Junior's passion for pool begins at age five
Ask most young children what they want to be when they grow up and often the answers are outlandish, yet similar.
They all want to be fire fighters, astronauts or Pokémon trainers.
But if you asked Michelle Berman what she wanted to do with her life when she was 5 years old, the answer would have been much simpler: swim.
Berman, now a junior on the Rutgers swimming and diving team, first began to swim competitively at age 5.
Her enchantment with aquatics began from watching her older sister at swim practice near their home in La Miranda, Calif.
"I was known for following my sister around the pool deck and up and down the side," Berman said. "My mom and the coaches finally figured ‘Let's see if she can do it.' And I did."
Berman continued to stick with competitive swimming as she grew and eventually landed a spot on Fullerton Aquatic Sport Team.
Her parents were always her biggest supporters and tried to get more involved in Berman's passion. Geoffrey Berman, her father, became an announcer and called his daughter's meets, while her mother, Autumn, cooked lunch for the athletes and coaches.
"My dad was always my biggest supporter in my mind," Berman said. "He always knew how to make me feel better after a bad race or how to be super excited for me if I did really well."
Berman earned MVP honors on her high school team and placed highly at the California Interscholastic Federation Championship every year.
She also owns high school records in the 100-meter butterfly and 500-meter freestyle and was a part of multiple record-setting relay teams.
The recruiting process was very stressful for Berman. She looked at Richmond, Idaho, SUNY-Buffalo, Iowa State and California-San Diego before deciding to join the Scarlet Knights.
"It was a very hard decision, but my choice was for sure the right one," Berman said. "It's really hard to tell other schools you want to go elsewhere. I wanted to see the other side of the country. Plus I was ready to see snow."
Moving to the other side of the country also meant that Berman's parents would no longer be able to attend every meet. Her parents try to see Berman swim as much as possible and annually fly to the Big East Championships.

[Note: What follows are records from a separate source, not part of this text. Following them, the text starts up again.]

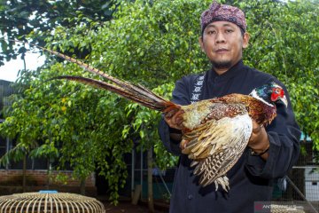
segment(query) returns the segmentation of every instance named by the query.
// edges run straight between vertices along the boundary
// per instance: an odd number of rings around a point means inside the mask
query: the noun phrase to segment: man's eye
[[[213,35],[213,34],[215,34],[215,31],[214,31],[214,30],[209,30],[209,31],[207,31],[207,34],[208,34],[208,35]]]

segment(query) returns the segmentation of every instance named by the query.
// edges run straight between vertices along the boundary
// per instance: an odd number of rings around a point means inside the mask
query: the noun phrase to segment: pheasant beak
[[[288,107],[288,101],[285,95],[284,95],[283,97],[279,97],[279,99],[284,104],[286,107]]]

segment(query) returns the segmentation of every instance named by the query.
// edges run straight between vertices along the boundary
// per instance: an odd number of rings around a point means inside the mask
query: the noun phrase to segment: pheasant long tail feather
[[[12,41],[22,43],[21,41],[19,40],[12,40]],[[89,64],[86,64],[81,60],[75,59],[69,56],[64,55],[60,52],[50,49],[46,49],[44,47],[34,43],[28,43],[28,44],[32,46],[35,46],[43,51],[48,51],[53,55],[56,55],[61,59],[68,60],[72,63],[75,63],[81,67],[83,67],[84,69],[88,70],[89,72],[100,75],[106,80],[109,80],[113,83],[108,83],[105,82],[97,81],[89,78],[84,78],[80,76],[69,76],[69,75],[58,76],[53,79],[67,79],[71,81],[76,81],[86,84],[93,85],[97,88],[103,88],[105,90],[113,91],[128,99],[137,102],[140,105],[143,105],[146,107],[159,111],[167,111],[167,109],[170,110],[171,108],[175,108],[177,106],[174,103],[164,99],[163,98],[158,96],[157,94],[153,93],[152,91],[148,90],[147,88],[143,87],[142,85],[134,85],[128,82],[121,81],[120,79],[113,77],[110,75],[107,75],[105,72],[89,66]]]
[[[128,99],[135,101],[148,108],[155,109],[158,111],[164,111],[169,106],[174,107],[174,106],[175,106],[174,103],[159,97],[152,91],[145,90],[145,88],[144,87],[130,84],[128,83],[126,83],[126,87],[121,87],[116,84],[112,84],[103,81],[81,76],[61,75],[53,77],[51,80],[53,79],[66,79],[70,81],[80,82],[97,88],[102,88],[115,92]]]

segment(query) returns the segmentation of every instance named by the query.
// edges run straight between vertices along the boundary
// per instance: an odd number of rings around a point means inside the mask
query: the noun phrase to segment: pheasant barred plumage
[[[37,46],[39,47],[39,46]],[[226,176],[245,149],[253,131],[253,120],[267,125],[276,117],[275,102],[286,104],[284,90],[275,83],[256,88],[250,95],[230,94],[188,106],[179,106],[156,95],[152,91],[128,82],[116,79],[98,69],[43,47],[64,59],[78,64],[110,83],[81,76],[57,76],[53,79],[76,81],[113,91],[146,107],[173,116],[182,110],[183,139],[180,146],[192,160],[193,173],[200,177],[199,185],[214,183],[229,190]]]

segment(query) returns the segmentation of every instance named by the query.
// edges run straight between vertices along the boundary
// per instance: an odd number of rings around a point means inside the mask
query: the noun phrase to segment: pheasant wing
[[[228,106],[232,109],[238,106]],[[253,122],[245,109],[232,117],[211,119],[185,134],[183,153],[193,160],[194,174],[200,176],[201,185],[214,182],[227,191],[229,184],[224,176],[242,155],[252,131]]]

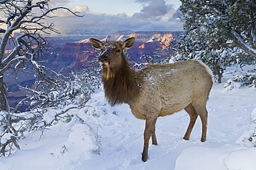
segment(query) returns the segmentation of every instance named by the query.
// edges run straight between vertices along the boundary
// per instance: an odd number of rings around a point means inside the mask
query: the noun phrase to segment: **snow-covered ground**
[[[208,102],[207,141],[201,142],[198,119],[190,140],[183,140],[189,116],[185,111],[159,118],[158,145],[149,145],[149,159],[141,160],[145,122],[127,105],[110,107],[102,91],[89,107],[71,109],[68,121],[31,131],[19,140],[20,150],[0,158],[1,169],[256,169],[256,148],[243,145],[256,116],[256,88],[223,88],[238,67],[229,68],[223,83],[213,86]],[[147,100],[147,99],[145,99]],[[56,112],[51,110],[46,120]],[[68,123],[67,123],[68,122]],[[254,126],[255,127],[255,126]]]

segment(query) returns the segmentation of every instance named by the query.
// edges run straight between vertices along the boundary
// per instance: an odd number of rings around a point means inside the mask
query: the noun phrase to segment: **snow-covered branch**
[[[232,30],[231,32],[234,37],[235,37],[236,39],[235,43],[237,43],[240,48],[243,49],[250,55],[256,56],[256,49],[254,49],[251,45],[246,43],[244,41],[243,37],[241,37],[241,36],[236,32],[235,30]]]

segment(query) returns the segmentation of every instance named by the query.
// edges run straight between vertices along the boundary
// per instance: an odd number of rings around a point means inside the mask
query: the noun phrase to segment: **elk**
[[[198,116],[202,123],[201,142],[206,140],[206,102],[212,86],[212,73],[201,61],[188,60],[171,64],[148,64],[131,68],[123,52],[131,47],[134,37],[120,43],[105,43],[91,38],[92,46],[101,50],[105,97],[111,105],[127,103],[134,116],[145,120],[142,160],[147,160],[149,140],[157,145],[155,125],[159,116],[185,109],[190,120],[184,140],[190,139]]]

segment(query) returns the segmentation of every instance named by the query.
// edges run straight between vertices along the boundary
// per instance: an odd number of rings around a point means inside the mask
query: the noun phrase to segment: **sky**
[[[55,12],[54,15],[58,17],[51,21],[60,32],[183,30],[176,12],[179,0],[54,0],[50,4],[66,7],[84,15],[77,17],[62,10]]]

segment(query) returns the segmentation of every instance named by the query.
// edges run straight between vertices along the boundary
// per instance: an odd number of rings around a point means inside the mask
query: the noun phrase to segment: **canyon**
[[[91,37],[98,39],[102,42],[117,41],[123,41],[129,37],[135,37],[133,47],[127,50],[129,61],[131,63],[147,63],[143,56],[158,55],[166,58],[173,52],[162,50],[171,45],[170,40],[179,39],[182,32],[131,32],[122,31],[106,34],[100,32],[78,31],[66,33],[62,36],[47,37],[48,41],[53,44],[53,54],[46,56],[48,62],[44,65],[56,72],[68,74],[83,69],[98,65],[97,56],[99,51],[92,47],[89,42]],[[12,47],[8,47],[6,53],[10,52]],[[158,51],[161,51],[158,54]],[[10,107],[14,107],[28,92],[20,89],[20,86],[30,87],[34,85],[35,78],[33,70],[26,72],[18,72],[15,75],[12,72],[7,72],[4,81],[8,87],[8,100]]]

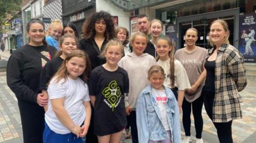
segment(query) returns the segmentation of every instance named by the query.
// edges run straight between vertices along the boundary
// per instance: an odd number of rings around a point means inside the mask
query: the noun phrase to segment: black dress
[[[94,39],[89,41],[86,39],[83,39],[79,43],[79,48],[84,51],[89,56],[92,70],[98,66],[106,63],[106,60],[101,58],[99,56],[100,53],[104,50],[105,46],[107,43],[108,43],[108,41],[105,38],[100,48],[100,51]]]
[[[61,57],[57,57],[45,64],[40,75],[40,89],[47,90],[47,84],[58,71],[63,61]]]
[[[44,110],[37,103],[42,68],[56,51],[51,46],[26,45],[14,51],[7,65],[7,83],[15,94],[25,143],[43,142]]]
[[[92,40],[89,40],[86,39],[82,39],[79,43],[79,48],[84,51],[89,56],[90,62],[92,70],[99,65],[102,65],[106,63],[106,59],[101,58],[99,57],[100,53],[103,51],[105,45],[107,44],[108,41],[105,38],[103,41],[100,51],[99,50],[98,45],[96,44],[94,39]],[[89,87],[90,88],[90,87]],[[92,111],[93,110],[93,107],[92,107]],[[91,121],[90,122],[90,127],[88,129],[88,132],[86,134],[86,142],[98,142],[97,137],[93,133],[93,112],[92,112],[91,116]]]

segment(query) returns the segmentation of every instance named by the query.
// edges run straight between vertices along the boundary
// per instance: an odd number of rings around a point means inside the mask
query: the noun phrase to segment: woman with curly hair
[[[99,56],[103,51],[105,44],[115,37],[113,16],[103,11],[92,13],[85,20],[82,29],[83,38],[79,42],[79,48],[89,55],[92,70],[93,70],[106,63],[106,60]],[[97,137],[93,134],[93,120],[92,114],[86,142],[97,143]]]
[[[92,13],[83,26],[83,38],[79,48],[89,55],[92,70],[106,63],[99,57],[105,45],[115,37],[115,27],[112,15],[101,11]]]

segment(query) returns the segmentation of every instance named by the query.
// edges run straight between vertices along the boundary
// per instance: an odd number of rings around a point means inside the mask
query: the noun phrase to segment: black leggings
[[[213,107],[213,100],[215,97],[214,91],[203,89],[203,92],[207,93],[207,96],[204,97],[204,107],[207,114],[212,121],[212,111]],[[220,143],[232,143],[232,121],[228,122],[217,123],[213,122],[213,124],[217,130],[218,137]]]
[[[202,116],[202,109],[204,102],[203,94],[201,94],[199,97],[192,103],[187,101],[186,98],[183,100],[182,103],[182,123],[185,131],[186,136],[190,136],[191,126],[191,107],[193,112],[194,119],[195,120],[195,127],[196,128],[196,137],[198,139],[202,138],[202,132],[203,131],[203,117]],[[192,106],[191,106],[192,104]]]

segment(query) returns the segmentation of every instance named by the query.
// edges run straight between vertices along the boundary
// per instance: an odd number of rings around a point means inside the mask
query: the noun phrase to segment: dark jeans
[[[128,120],[128,116],[126,116],[126,119],[127,119],[127,125],[126,127],[125,127],[125,129],[130,129],[130,127],[131,127],[130,123],[130,121]]]
[[[92,108],[92,114],[91,116],[91,121],[90,122],[90,126],[88,129],[88,132],[86,134],[86,142],[98,143],[97,136],[93,133],[93,107],[91,105]]]
[[[190,114],[191,107],[192,106],[192,111],[195,120],[195,128],[196,128],[196,137],[198,139],[202,138],[203,124],[203,117],[202,116],[202,109],[203,108],[203,103],[204,96],[203,94],[201,94],[199,97],[192,103],[187,102],[186,98],[184,98],[182,103],[182,123],[186,136],[190,136]]]
[[[207,114],[212,121],[212,111],[213,107],[213,100],[215,97],[215,91],[203,89],[202,92],[207,93],[207,96],[204,97],[204,107]],[[217,130],[218,137],[220,143],[232,143],[232,121],[228,122],[217,123],[213,124]]]
[[[136,123],[136,111],[132,111],[127,117],[128,122],[130,122],[131,125],[132,143],[139,143],[137,124]]]

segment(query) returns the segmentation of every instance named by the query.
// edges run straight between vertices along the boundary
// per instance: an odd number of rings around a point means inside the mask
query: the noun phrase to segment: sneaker
[[[203,143],[204,141],[203,141],[203,138],[201,138],[201,139],[196,138],[196,143]]]
[[[186,136],[182,140],[182,143],[189,143],[191,141],[191,136]]]

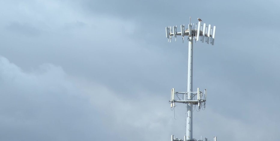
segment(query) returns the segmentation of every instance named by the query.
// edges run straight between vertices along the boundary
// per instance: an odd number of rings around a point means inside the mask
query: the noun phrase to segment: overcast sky
[[[183,138],[187,43],[165,27],[216,26],[194,45],[193,138],[280,138],[280,2],[0,0],[0,140]]]

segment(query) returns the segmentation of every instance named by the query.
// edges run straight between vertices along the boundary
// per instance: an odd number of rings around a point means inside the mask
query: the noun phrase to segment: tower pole
[[[187,100],[192,100],[193,93],[193,38],[190,37],[189,39],[189,57],[188,59]],[[188,103],[187,104],[187,129],[186,135],[187,140],[193,140],[193,103]]]

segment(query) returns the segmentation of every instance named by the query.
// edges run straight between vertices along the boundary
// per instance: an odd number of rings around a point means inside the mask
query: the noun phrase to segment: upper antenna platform
[[[187,36],[190,38],[194,38],[196,41],[200,40],[202,43],[204,42],[209,44],[210,44],[214,45],[215,40],[215,33],[216,31],[216,26],[212,27],[211,25],[206,26],[206,24],[202,24],[202,20],[198,18],[198,23],[190,23],[190,24],[187,27],[188,28],[185,28],[185,25],[181,25],[180,32],[177,32],[177,26],[169,26],[166,28],[166,38],[168,38],[168,42],[171,42],[172,37],[175,38],[175,41],[177,36],[182,36],[182,39],[184,42],[184,37]],[[172,30],[173,29],[173,30]]]

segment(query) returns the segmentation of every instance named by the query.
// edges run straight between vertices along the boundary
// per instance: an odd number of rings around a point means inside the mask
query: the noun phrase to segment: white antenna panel
[[[206,31],[206,24],[205,23],[203,24],[203,31],[202,31],[202,42],[204,42],[204,40],[205,40],[205,31]]]
[[[189,24],[189,36],[191,36],[192,34],[192,27]]]
[[[184,36],[184,35],[185,30],[184,28],[185,28],[184,25],[181,25],[181,35]]]
[[[197,88],[197,100],[199,100],[200,99],[200,97],[199,94],[199,88]]]
[[[212,35],[212,45],[214,45],[214,41],[215,40],[215,32],[216,31],[216,26],[214,26],[214,27],[213,28],[213,35]]]
[[[208,26],[208,32],[207,34],[207,44],[209,44],[209,38],[210,37],[210,31],[211,30],[211,25]]]
[[[176,37],[176,34],[177,33],[177,26],[173,26],[173,36],[174,37]]]
[[[197,34],[196,34],[196,41],[198,41],[199,39],[199,36],[200,33],[200,22],[198,22],[198,26],[197,26]]]
[[[171,89],[171,101],[174,100],[174,91],[175,90],[175,89],[174,88],[172,88]]]
[[[168,28],[168,27],[166,27],[166,38],[169,38],[169,28]]]

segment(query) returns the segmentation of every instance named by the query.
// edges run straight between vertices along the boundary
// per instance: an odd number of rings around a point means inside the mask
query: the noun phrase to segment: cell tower
[[[193,39],[196,42],[200,41],[202,43],[205,42],[209,44],[214,45],[215,40],[215,32],[216,26],[212,28],[211,25],[206,26],[204,23],[201,24],[202,20],[198,18],[198,24],[191,23],[191,18],[190,17],[190,24],[188,29],[185,29],[184,25],[181,25],[181,32],[177,32],[177,26],[172,27],[169,26],[166,28],[166,37],[168,38],[168,42],[171,42],[171,38],[173,36],[175,38],[175,41],[177,36],[181,36],[183,43],[185,36],[187,37],[189,41],[189,56],[188,63],[188,82],[187,90],[186,92],[175,92],[175,89],[171,89],[171,99],[169,101],[171,104],[172,110],[175,107],[175,103],[182,103],[186,104],[187,112],[186,112],[186,135],[184,135],[184,140],[178,139],[175,138],[174,135],[171,135],[171,141],[196,141],[196,140],[193,138],[193,106],[197,105],[199,110],[202,108],[205,108],[206,102],[206,89],[204,89],[204,93],[199,91],[199,88],[197,91],[193,91]],[[172,32],[173,29],[173,33]],[[174,98],[176,95],[178,100]],[[196,98],[196,97],[197,98]],[[205,138],[205,141],[207,139]],[[214,137],[214,141],[217,141],[217,137]],[[202,140],[201,138],[200,140]]]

"That's the only downside of moving as far away as I have to go to school," Berman said. "I just miss being able to look into the stands and see them. They always made things better."
Berman competes in the butterfly and distance freestyle for the Knights.
"Our team gets along amazingly well. We all hang out all the time and we enjoy each other's company," she said. "I could have a conversation with any girl on the team and they would be there for me. Our team makes me feel honored and proud to be a part of it."
Swimming is not just a hobby for Berman, nor is it something with which she wants to cut ties with when she leaves college.
"I love what I do. It makes me proud to be who I am, and proud to be a swimmer," Berman "Not many people choose to do what I do."